Annual variation and statistical significance of the seasonal smoothing terms were evaluated using a Poisson regression model with no predictor variables included. Significant smoothing terms (P ≤ 0.05) were included in univariable analysis models of predictor variables; oscillating seasonal smoothers (sine and cosine terms) and the year variable were forced into all multivariable models to adjust for the expected confounding effects of seasonal and annual trends.
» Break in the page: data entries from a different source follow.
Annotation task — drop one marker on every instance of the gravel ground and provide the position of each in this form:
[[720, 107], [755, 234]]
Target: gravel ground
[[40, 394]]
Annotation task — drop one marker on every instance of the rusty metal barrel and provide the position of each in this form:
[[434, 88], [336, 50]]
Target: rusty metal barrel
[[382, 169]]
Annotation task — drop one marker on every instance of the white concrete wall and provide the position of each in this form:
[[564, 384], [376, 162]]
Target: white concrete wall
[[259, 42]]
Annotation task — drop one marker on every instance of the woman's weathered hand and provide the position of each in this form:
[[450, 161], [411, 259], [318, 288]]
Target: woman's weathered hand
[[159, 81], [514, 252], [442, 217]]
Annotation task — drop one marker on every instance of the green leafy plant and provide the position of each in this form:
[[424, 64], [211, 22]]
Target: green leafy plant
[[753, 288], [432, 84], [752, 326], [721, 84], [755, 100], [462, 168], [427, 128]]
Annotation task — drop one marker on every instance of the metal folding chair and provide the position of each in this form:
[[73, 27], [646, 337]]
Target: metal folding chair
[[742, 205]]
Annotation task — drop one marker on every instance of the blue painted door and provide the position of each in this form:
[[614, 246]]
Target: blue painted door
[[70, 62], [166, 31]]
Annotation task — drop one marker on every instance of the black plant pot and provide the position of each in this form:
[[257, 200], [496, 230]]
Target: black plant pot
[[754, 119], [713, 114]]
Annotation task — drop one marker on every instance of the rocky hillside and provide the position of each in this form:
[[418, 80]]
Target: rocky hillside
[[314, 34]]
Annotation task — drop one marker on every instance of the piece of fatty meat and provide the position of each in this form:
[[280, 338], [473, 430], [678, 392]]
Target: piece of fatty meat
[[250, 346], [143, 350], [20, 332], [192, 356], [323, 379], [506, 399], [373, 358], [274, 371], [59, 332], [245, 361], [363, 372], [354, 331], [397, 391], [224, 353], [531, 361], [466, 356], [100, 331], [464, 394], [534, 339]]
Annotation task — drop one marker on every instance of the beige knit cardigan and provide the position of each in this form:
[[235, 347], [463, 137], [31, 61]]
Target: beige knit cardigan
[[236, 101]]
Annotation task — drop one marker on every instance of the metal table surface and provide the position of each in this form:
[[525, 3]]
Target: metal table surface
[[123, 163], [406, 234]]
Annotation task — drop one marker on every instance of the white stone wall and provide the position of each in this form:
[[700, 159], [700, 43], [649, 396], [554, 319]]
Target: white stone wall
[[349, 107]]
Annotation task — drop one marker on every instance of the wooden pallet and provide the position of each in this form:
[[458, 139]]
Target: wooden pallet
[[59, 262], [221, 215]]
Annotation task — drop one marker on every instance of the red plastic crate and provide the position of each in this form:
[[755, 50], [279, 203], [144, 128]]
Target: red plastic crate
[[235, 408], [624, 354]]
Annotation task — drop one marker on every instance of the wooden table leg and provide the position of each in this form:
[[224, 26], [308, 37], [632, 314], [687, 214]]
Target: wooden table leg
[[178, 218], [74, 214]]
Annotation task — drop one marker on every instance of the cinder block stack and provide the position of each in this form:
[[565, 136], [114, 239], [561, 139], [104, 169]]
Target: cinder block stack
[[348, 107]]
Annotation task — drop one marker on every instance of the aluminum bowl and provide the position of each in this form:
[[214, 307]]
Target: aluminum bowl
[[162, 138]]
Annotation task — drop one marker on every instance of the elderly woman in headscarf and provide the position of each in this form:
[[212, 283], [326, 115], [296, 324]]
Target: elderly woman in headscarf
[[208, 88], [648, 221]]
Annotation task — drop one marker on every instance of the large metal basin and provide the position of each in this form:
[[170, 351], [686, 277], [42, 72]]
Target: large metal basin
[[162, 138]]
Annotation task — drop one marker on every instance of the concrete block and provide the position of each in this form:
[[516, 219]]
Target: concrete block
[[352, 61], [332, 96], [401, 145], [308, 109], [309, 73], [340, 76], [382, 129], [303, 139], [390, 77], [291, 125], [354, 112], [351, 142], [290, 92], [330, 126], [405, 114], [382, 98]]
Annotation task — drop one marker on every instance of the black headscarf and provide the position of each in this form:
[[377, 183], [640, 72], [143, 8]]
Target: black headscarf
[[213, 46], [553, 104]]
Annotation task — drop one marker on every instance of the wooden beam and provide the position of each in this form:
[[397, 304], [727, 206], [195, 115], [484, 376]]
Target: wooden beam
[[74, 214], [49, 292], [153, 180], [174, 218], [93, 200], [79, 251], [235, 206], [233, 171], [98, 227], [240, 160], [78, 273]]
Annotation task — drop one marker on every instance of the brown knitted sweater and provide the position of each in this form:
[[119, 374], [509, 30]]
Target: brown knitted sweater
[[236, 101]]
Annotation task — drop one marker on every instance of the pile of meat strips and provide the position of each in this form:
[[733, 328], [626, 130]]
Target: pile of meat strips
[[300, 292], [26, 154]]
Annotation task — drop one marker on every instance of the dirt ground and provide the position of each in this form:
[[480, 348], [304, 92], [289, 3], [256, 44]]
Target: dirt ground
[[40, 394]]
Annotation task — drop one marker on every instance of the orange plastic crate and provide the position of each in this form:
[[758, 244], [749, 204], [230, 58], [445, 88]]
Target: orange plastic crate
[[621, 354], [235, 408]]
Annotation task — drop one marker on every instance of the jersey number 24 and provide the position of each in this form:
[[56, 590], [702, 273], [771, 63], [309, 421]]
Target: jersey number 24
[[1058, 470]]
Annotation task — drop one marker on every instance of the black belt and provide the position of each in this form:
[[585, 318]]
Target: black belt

Multivariable Regression Models
For each objective, Poisson regression analysis was used to examine temporal associations among average monthly weather conditions (temperature and precipitation), hydrological conditions (river flow and level), and monthly aggregated Giardia-positive farms (Objective II) on monthly aggregated human case counts. Canadian census information provided the total annual population at risk to determine the incidence rate ratio of giardiasis in people in WHR. A 1-month lag period for environmental and livestock reservoir variables was chosen as it included the incubation period of Gd in humans (approximately 7–14 days) as well as time for the pathogen to move from livestock and the environment into the human population. Correlation between predictor variables was assessed (cutpoint > 0.8) and highly correlated pairs of variables reduced by eliminating one of the variables from further analysis. After univariable analysis (adjusted for statistically significant seasonal smoothers), monthly averaged environmental variables and monthly aggregated Giardia-positive farms that had incidence rate ratios (IRRs) that met a liberal P value (P ≤ 0.2) were brought forward into a multivariable Poisson regression model and a backward selection process was used to determine the final multivariable model (P ≤ 0.05). Scatter plots of predicted outcomes and Anscombe residuals were created to assess outliers and covariate patterns with high influence on the model.
Case Crossover Models
A case crossover design was used to assess the impact of acute environmental and livestock exposures on daily human case counts. This approach is useful for rare diseases with a short incubation period and intermittent exposures that create different risk periods through which subjects pass temporally (Maclure 1991; Levy et al. 2001; Ng et al. 2008). The self-matching, case crossover design compares the exposure status immediately before a case occurs to the self-matched exposure status during a control period which is randomly selected to occur prior to, after, or spanning the hazard period (Levy et al. 2001). A time-stratified, 4:1 matched design was used to match four control periods by day of week to the case report date within each 4-week stratum. Conditional logistic regression models were used to assess statistical associations between same week and 1–4-week-lagged exposures and daily human case counts. Environmental variables were ranked from lowest to highest within each stratum to further elucidate which exposure most contributed to risk of human case development. A distributed lag model was used to account for transmission of the pathogen through the environment and the average incubation period in humans.
Case crossover associations were measured as odds ratios (OR). Statistically significant associations between human cases and exposures reported during the concurrent week (i.e. exposures with no lag period) were not considered to be biologically feasible, given the mean incubation period for Gd in people is 7–14 days. All statistical analysis was conducted using STATA 14.0 (STATA Corporation, College Station, TX).